Bis Anfang des 20. Jahrhundert war die Altrheinrinne zumeist landwirtschaftlich nicht nutzbar und stellten sich als Röhrichte mit Feuchtgrünlandflächen dar. Dies belegen zumeist auch die alten Flurnamen, wie z.B. "In den Rohrwiesen" oder auch "Im Bruch über dem Seegraben".

Die geomorphologischen Untersuchungen der Flussterrasse durch die Uni Utrecht ("Fluvial terrace formation in the northern Upper Rhine Graben during the last 20 000 years as a result of allogenic controls and autogenic Evolution"; Erkens et al, 2009) im Bereich der Seegrabenaue bei Worms-Rheindürkheim haben ergeben, dass die Altrheinrinne eine bis zu 8,0 m dicke Ton- und Lehmschicht mit einer nur geringen Kapillarität aufweist und somit eine geringe Versickerung von Grund- und Oberflächenwasser in den Untergrund besteht. Dagegen sind am Gleit- und Prallhang der Altrheinrinne die Flusssande und -kiese mit nur geringen Oberbodenabdeckungen bis fast an die Oberfläche anzutreffen (hohe Versickerung).

Unterschutzstellung / Schutzzweck

Grenze des NSG "Spieß-An der Spießbrücke"

Die Rechtsverordnung für das Naturschutzgebiet "Spieß-An der Spießbrücke" trat am 21.10.1985 in Kraft (Staatsanzeiger für Rheinland-Pfalz vom 21.10.1985, Nr. 40, S. 926).
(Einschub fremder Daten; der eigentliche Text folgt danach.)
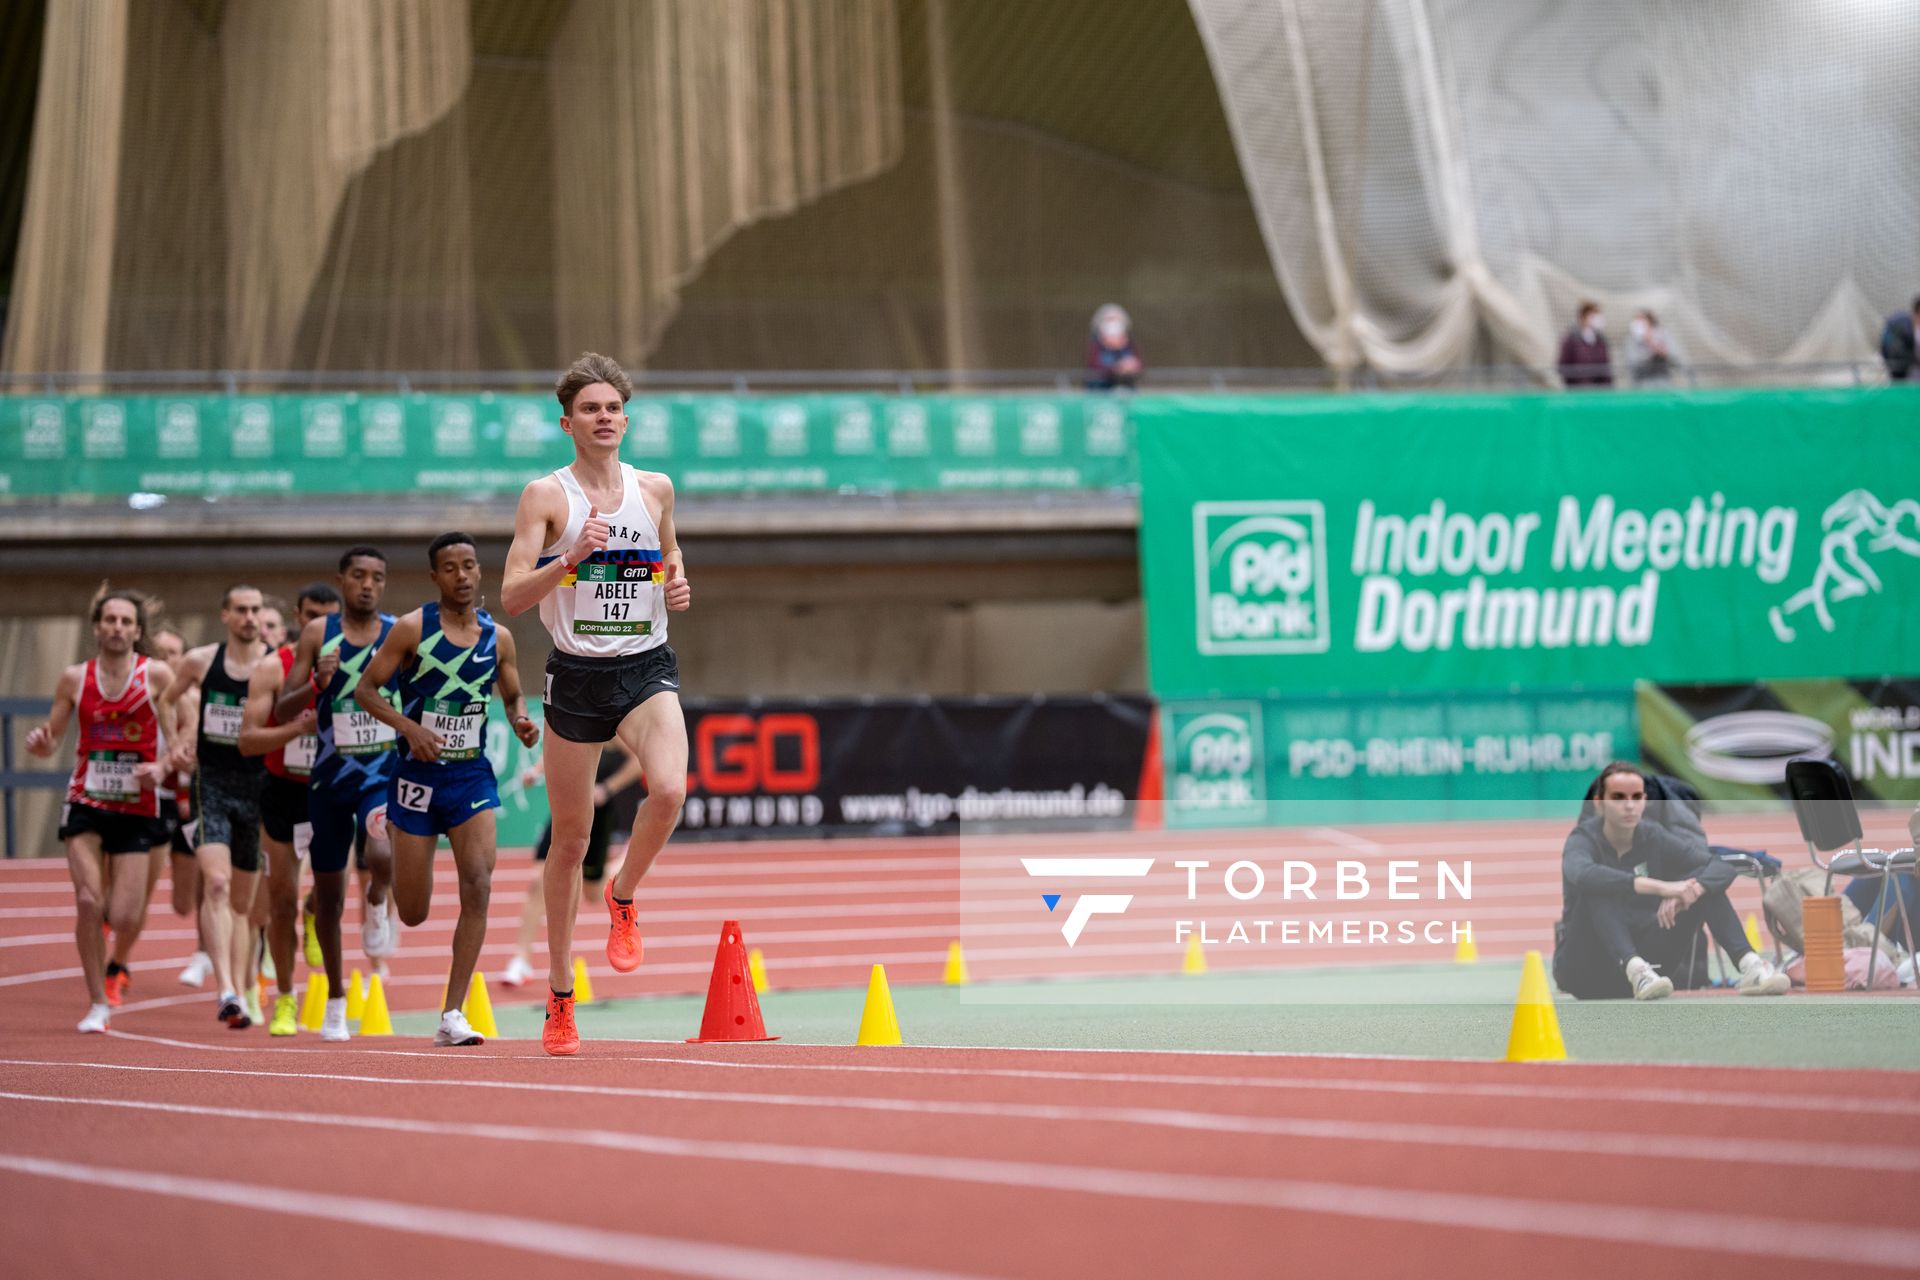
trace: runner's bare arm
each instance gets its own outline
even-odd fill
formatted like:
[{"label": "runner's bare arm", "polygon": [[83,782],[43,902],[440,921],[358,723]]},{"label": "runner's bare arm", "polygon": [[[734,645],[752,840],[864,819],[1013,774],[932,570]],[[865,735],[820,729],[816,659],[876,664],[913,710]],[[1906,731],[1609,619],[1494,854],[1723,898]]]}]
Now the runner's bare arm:
[{"label": "runner's bare arm", "polygon": [[[513,545],[507,549],[506,567],[500,573],[500,607],[509,615],[539,604],[573,568],[571,549],[540,566],[541,551],[559,536],[566,520],[567,497],[552,476],[529,481],[520,491],[520,505],[513,513]],[[606,545],[604,539],[601,545]]]},{"label": "runner's bare arm", "polygon": [[667,608],[681,613],[693,607],[693,587],[687,581],[686,557],[680,552],[680,538],[673,529],[673,481],[659,472],[652,478],[660,498],[660,560],[667,575]]},{"label": "runner's bare arm", "polygon": [[240,754],[264,756],[278,751],[303,733],[313,731],[313,708],[308,707],[286,724],[270,724],[268,716],[280,694],[280,659],[269,653],[247,677],[247,707],[240,716]]},{"label": "runner's bare arm", "polygon": [[387,638],[381,642],[378,652],[367,660],[366,669],[360,673],[360,683],[353,686],[353,700],[362,711],[391,726],[395,732],[407,740],[413,749],[415,760],[424,760],[432,764],[440,758],[440,748],[446,740],[428,730],[417,720],[409,720],[400,714],[400,709],[387,700],[385,685],[393,679],[403,663],[413,659],[414,651],[420,647],[420,631],[424,624],[420,611],[401,618],[393,624],[393,630],[387,632]]},{"label": "runner's bare arm", "polygon": [[500,701],[506,704],[507,725],[523,745],[531,747],[540,741],[540,726],[527,714],[527,699],[520,692],[519,655],[514,651],[513,632],[496,627],[493,634],[500,648],[496,670],[500,673]]},{"label": "runner's bare arm", "polygon": [[193,768],[194,756],[199,750],[200,682],[207,678],[207,668],[213,665],[213,655],[219,648],[216,644],[203,644],[187,650],[186,656],[180,659],[180,669],[153,702],[153,713],[163,729],[167,726],[167,717],[173,717],[172,728],[167,731],[167,740],[173,745],[168,750],[175,766],[183,772]]},{"label": "runner's bare arm", "polygon": [[66,736],[67,721],[73,718],[74,704],[80,701],[80,682],[87,678],[87,664],[68,667],[53,685],[53,710],[46,723],[27,730],[27,751],[42,759],[53,754]]},{"label": "runner's bare arm", "polygon": [[280,696],[273,704],[273,718],[280,723],[298,719],[302,711],[313,705],[318,692],[313,687],[314,664],[320,656],[320,641],[326,634],[325,618],[315,618],[300,628],[299,643],[293,646],[293,666],[281,682]]}]

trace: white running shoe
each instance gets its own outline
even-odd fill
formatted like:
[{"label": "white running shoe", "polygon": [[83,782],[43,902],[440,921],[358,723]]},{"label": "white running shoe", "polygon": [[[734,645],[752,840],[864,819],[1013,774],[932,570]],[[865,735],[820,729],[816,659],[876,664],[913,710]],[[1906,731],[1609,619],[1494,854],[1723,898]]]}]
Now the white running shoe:
[{"label": "white running shoe", "polygon": [[1639,956],[1627,962],[1627,981],[1633,984],[1635,1000],[1665,1000],[1673,994],[1673,979],[1655,973]]},{"label": "white running shoe", "polygon": [[387,914],[387,909],[384,902],[378,906],[367,903],[367,917],[360,924],[360,945],[366,949],[369,960],[393,954],[393,917]]},{"label": "white running shoe", "polygon": [[485,1044],[487,1038],[467,1025],[467,1015],[458,1009],[449,1009],[440,1015],[440,1029],[433,1033],[433,1042],[442,1047],[458,1045]]},{"label": "white running shoe", "polygon": [[1743,996],[1783,996],[1793,989],[1793,979],[1774,968],[1757,951],[1740,959],[1740,977],[1733,984]]},{"label": "white running shoe", "polygon": [[240,997],[240,1003],[247,1007],[247,1016],[257,1025],[266,1021],[260,1016],[260,988],[248,987],[247,993]]},{"label": "white running shoe", "polygon": [[347,1001],[343,996],[338,1000],[327,1001],[327,1011],[320,1017],[320,1038],[322,1040],[351,1040],[353,1033],[347,1030]]},{"label": "white running shoe", "polygon": [[180,971],[180,985],[183,987],[204,987],[207,979],[213,976],[213,957],[204,951],[193,953],[193,959],[187,961],[187,967]]},{"label": "white running shoe", "polygon": [[533,981],[533,966],[519,956],[507,961],[507,971],[500,975],[500,984],[507,987],[524,987]]},{"label": "white running shoe", "polygon": [[107,1029],[107,1016],[112,1012],[113,1010],[104,1004],[88,1005],[87,1016],[80,1019],[80,1025],[75,1029],[88,1032],[104,1032]]}]

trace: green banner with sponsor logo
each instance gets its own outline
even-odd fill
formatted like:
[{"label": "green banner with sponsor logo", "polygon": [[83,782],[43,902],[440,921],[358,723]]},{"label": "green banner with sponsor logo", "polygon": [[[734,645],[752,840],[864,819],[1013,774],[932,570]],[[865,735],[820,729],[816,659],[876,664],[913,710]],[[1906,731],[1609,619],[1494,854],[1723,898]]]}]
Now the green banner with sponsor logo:
[{"label": "green banner with sponsor logo", "polygon": [[1708,800],[1787,794],[1787,762],[1831,756],[1861,801],[1920,801],[1920,680],[1765,680],[1638,690],[1640,758]]},{"label": "green banner with sponsor logo", "polygon": [[1571,819],[1588,779],[1638,736],[1631,689],[1176,699],[1160,714],[1174,827],[1404,821],[1476,804]]},{"label": "green banner with sponsor logo", "polygon": [[[637,396],[621,456],[684,492],[1124,489],[1124,397]],[[512,493],[551,396],[0,397],[0,497]]]},{"label": "green banner with sponsor logo", "polygon": [[1920,652],[1904,388],[1133,413],[1163,698],[1860,677]]}]

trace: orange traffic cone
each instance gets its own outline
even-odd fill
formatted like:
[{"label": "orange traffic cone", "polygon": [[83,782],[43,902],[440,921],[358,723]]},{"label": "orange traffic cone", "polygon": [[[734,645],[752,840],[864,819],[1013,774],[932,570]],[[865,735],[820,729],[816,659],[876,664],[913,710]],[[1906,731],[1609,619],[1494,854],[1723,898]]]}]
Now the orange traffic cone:
[{"label": "orange traffic cone", "polygon": [[687,1043],[779,1038],[768,1035],[766,1023],[760,1020],[760,997],[753,991],[740,922],[729,920],[720,926],[720,949],[713,957],[713,977],[707,983],[707,1012],[700,1020],[700,1034],[689,1037]]}]

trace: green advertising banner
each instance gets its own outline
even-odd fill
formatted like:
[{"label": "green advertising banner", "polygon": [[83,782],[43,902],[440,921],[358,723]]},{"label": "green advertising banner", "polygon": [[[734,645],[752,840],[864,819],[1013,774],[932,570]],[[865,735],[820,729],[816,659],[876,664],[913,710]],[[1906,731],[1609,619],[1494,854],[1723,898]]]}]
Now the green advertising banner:
[{"label": "green advertising banner", "polygon": [[1708,800],[1787,794],[1787,762],[1831,756],[1865,801],[1920,801],[1920,680],[1766,680],[1638,690],[1640,758]]},{"label": "green advertising banner", "polygon": [[[690,493],[1126,489],[1130,401],[637,396],[621,456]],[[573,453],[551,396],[0,397],[0,498],[515,493]]]},{"label": "green advertising banner", "polygon": [[1163,698],[1875,676],[1920,652],[1902,388],[1133,416]]},{"label": "green advertising banner", "polygon": [[1631,689],[1180,699],[1160,714],[1173,827],[1400,822],[1476,805],[1571,819],[1588,780],[1637,740]]}]

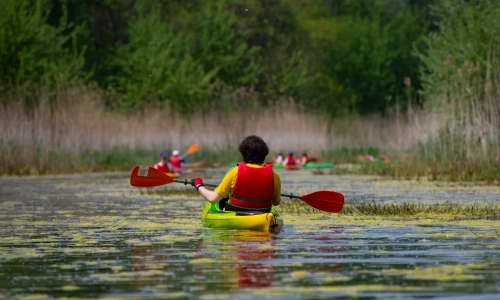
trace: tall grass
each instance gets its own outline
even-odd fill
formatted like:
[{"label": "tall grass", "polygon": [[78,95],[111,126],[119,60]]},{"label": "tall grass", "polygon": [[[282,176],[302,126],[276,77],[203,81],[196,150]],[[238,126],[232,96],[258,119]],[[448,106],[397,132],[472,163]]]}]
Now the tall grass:
[{"label": "tall grass", "polygon": [[420,116],[425,122],[353,116],[329,127],[292,102],[191,118],[169,109],[120,113],[106,110],[102,92],[88,86],[73,86],[55,96],[40,91],[38,97],[36,106],[18,99],[0,107],[0,173],[128,170],[138,163],[154,164],[160,151],[182,152],[193,143],[200,150],[189,159],[227,163],[240,159],[237,145],[249,134],[262,136],[271,156],[307,151],[321,158],[327,149],[341,147],[396,153],[427,138],[439,123],[430,114]]},{"label": "tall grass", "polygon": [[500,5],[495,0],[442,0],[432,7],[439,31],[425,38],[427,109],[446,123],[414,147],[433,177],[500,179]]},{"label": "tall grass", "polygon": [[327,141],[325,124],[293,105],[187,119],[168,109],[110,112],[102,93],[86,86],[59,91],[56,101],[43,92],[39,98],[34,107],[22,99],[0,107],[0,173],[128,169],[193,143],[200,145],[196,159],[224,161],[215,154],[221,152],[236,160],[237,145],[248,134],[262,136],[276,151],[321,153]]},{"label": "tall grass", "polygon": [[[102,91],[89,86],[40,90],[38,105],[20,98],[0,106],[0,173],[130,170],[136,164],[153,165],[160,151],[182,152],[193,143],[200,150],[190,161],[224,166],[240,159],[237,145],[243,137],[257,134],[271,148],[269,159],[278,151],[307,151],[342,163],[366,153],[385,153],[391,163],[365,162],[361,172],[498,180],[500,79],[494,78],[486,84],[487,93],[467,86],[469,79],[455,81],[455,94],[448,94],[451,115],[396,107],[384,117],[353,115],[333,123],[293,102],[186,118],[168,108],[110,111]],[[254,100],[251,94],[242,97],[238,101]]]},{"label": "tall grass", "polygon": [[[431,120],[436,121],[431,126],[434,131],[419,132],[430,129],[429,124],[421,127],[429,120],[408,112],[406,118],[416,131],[408,131],[406,137],[396,136],[404,140],[397,142],[397,149],[408,153],[409,159],[391,164],[364,164],[363,171],[396,178],[500,180],[499,63],[500,59],[489,56],[486,71],[470,61],[454,69],[442,82],[444,92],[432,95],[436,102],[427,109],[439,116]],[[389,148],[394,149],[394,145]]]}]

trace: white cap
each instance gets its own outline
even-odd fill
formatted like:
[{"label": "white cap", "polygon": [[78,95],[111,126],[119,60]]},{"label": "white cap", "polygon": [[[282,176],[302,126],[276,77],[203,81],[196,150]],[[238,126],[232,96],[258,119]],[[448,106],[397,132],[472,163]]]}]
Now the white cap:
[{"label": "white cap", "polygon": [[177,156],[177,155],[179,155],[179,150],[174,150],[174,151],[172,151],[172,155],[173,155],[173,156]]}]

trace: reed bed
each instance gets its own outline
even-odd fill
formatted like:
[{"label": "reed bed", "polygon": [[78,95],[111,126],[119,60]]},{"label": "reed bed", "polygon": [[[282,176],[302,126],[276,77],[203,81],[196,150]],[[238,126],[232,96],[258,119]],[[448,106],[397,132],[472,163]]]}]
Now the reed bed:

Das Naturschutzgebiet wurde aus Arten- und Biotopschutzgründen ausgewiesen. Insbesondere die in den 80er Jahren hier noch vorhandenen Feuchtwiesenreste in der ehemaligen Altrheinrinne zählten zu den absoluten Ausnahmeerscheinungen im Worms Stadtgebiet.

Als Schutzzweck wurde in § 3 der NSG-Verordnung "die Erhaltung des Feuchtgebietes mit Wassergräben, Schilfröhricht, Seggenriedern und Feuchtwiesen als Lebens- und Teillebensraum artenreicher, in ihrem Bestand bedrohter Lebensgemeinschaften von Pflanzen und Tieren, insbesondere als Durchzugsgebiet seltener Vögel sowie aus wissenschaftlichen und naturgeschichtlichen Gründen" formuliert.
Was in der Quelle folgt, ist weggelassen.